Cacophony is my favourite word.
I’m a fucking catastrophe. Seriously. I’m a 24 year old college grad looking at conservatory grads schools I can’t afford, while living on my best friend’s couch, while attempting to find a new car because my ex neglected to fix my car before he decided to leave me, literally.
I’m depressed and I’m riddled with anxiety and nightmares and my brains is a swirling vortex of 60s music and film factoids. How in the ever loving fuck did I make it to March of 2016?! How was I capable of finishing high school and going to college and finishing college and getting married and getting divorced and becoming a survivor and voice for my friends?
Who the fuck am I? Why was all this pressure to be pure and perfect put on me the day my parents decided their hatred for their physical appearances greater than their need to raise their preteen child?
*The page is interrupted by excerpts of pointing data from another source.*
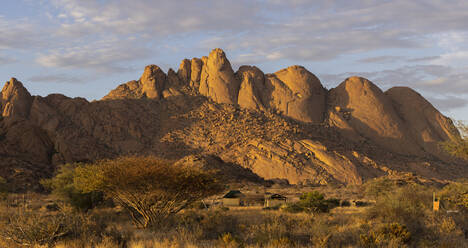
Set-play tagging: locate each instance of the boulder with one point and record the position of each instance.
(15, 100)
(371, 114)
(305, 97)
(252, 86)
(217, 79)
(427, 125)
(185, 71)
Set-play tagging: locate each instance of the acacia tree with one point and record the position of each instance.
(151, 189)
(458, 148)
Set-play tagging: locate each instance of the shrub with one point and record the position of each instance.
(312, 202)
(3, 188)
(386, 235)
(378, 187)
(63, 186)
(151, 189)
(455, 195)
(409, 205)
(35, 229)
(315, 202)
(273, 230)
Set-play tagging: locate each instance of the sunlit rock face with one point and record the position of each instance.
(283, 125)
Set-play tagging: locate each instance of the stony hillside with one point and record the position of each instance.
(284, 125)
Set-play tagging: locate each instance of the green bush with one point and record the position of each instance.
(378, 187)
(386, 235)
(3, 188)
(312, 202)
(455, 195)
(149, 188)
(408, 205)
(64, 187)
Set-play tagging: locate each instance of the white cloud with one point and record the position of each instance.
(57, 78)
(102, 56)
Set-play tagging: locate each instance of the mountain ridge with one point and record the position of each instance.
(283, 125)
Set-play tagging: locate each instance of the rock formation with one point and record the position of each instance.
(217, 79)
(284, 125)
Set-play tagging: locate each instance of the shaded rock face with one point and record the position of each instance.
(297, 93)
(217, 79)
(283, 125)
(252, 87)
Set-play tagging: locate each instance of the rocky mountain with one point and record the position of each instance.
(283, 125)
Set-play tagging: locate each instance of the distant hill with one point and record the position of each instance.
(283, 125)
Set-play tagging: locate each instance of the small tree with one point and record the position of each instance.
(151, 189)
(63, 186)
(3, 188)
(458, 148)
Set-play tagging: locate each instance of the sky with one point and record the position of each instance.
(88, 47)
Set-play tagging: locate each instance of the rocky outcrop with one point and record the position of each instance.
(15, 100)
(283, 125)
(217, 79)
(370, 113)
(427, 125)
(252, 87)
(195, 72)
(297, 93)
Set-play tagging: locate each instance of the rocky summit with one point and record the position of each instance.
(248, 124)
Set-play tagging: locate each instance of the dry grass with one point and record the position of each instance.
(253, 227)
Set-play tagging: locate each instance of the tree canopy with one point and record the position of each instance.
(150, 188)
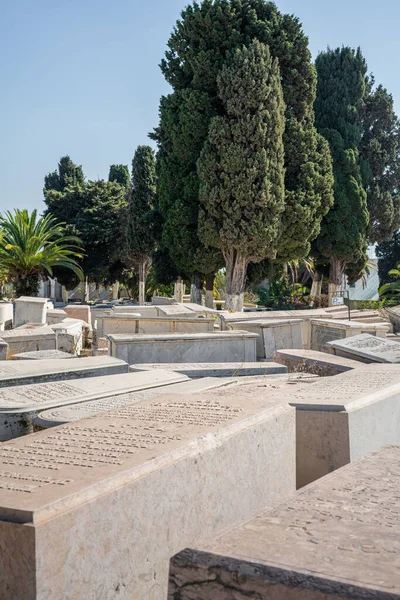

Why did the stars align to allow a man I don’t know to invade my body? And then let a man I knew and trusted invade it again years later?
Why in the ever loving fuck am I more worried about finding a man that can appreciate my art while creating his own and being able to make me laugh than about how in the fuck I’m going to memorize two Elizabethan monologues and two contemporary monologues so that I can somehow just maybe get into the school of my dreams?
I’m so tired of being alone. But I’m in love with it too. I hate relying on myself to do everything, but it feels to good to know that it got done correctly the first time. I’m tired of hearing the same shit from all my friends and family and I’m extremely tired of seeing that everyone I know is either getting married or having a kid. We’re in our fucking twenties! Why aren’t we traveling and sleeping with random people and daydreaming about the stories we’ll tell our future children?
I’m rambling. I’m slightly drunk. I’m also very lonely and tired. The dark thoughts have been returning, but I’ve found a little light to since through them. And I pray to everything that this all works out how I want it to. It has to right? I mean, I’ve already been through hell. When is it time for the good to begin again?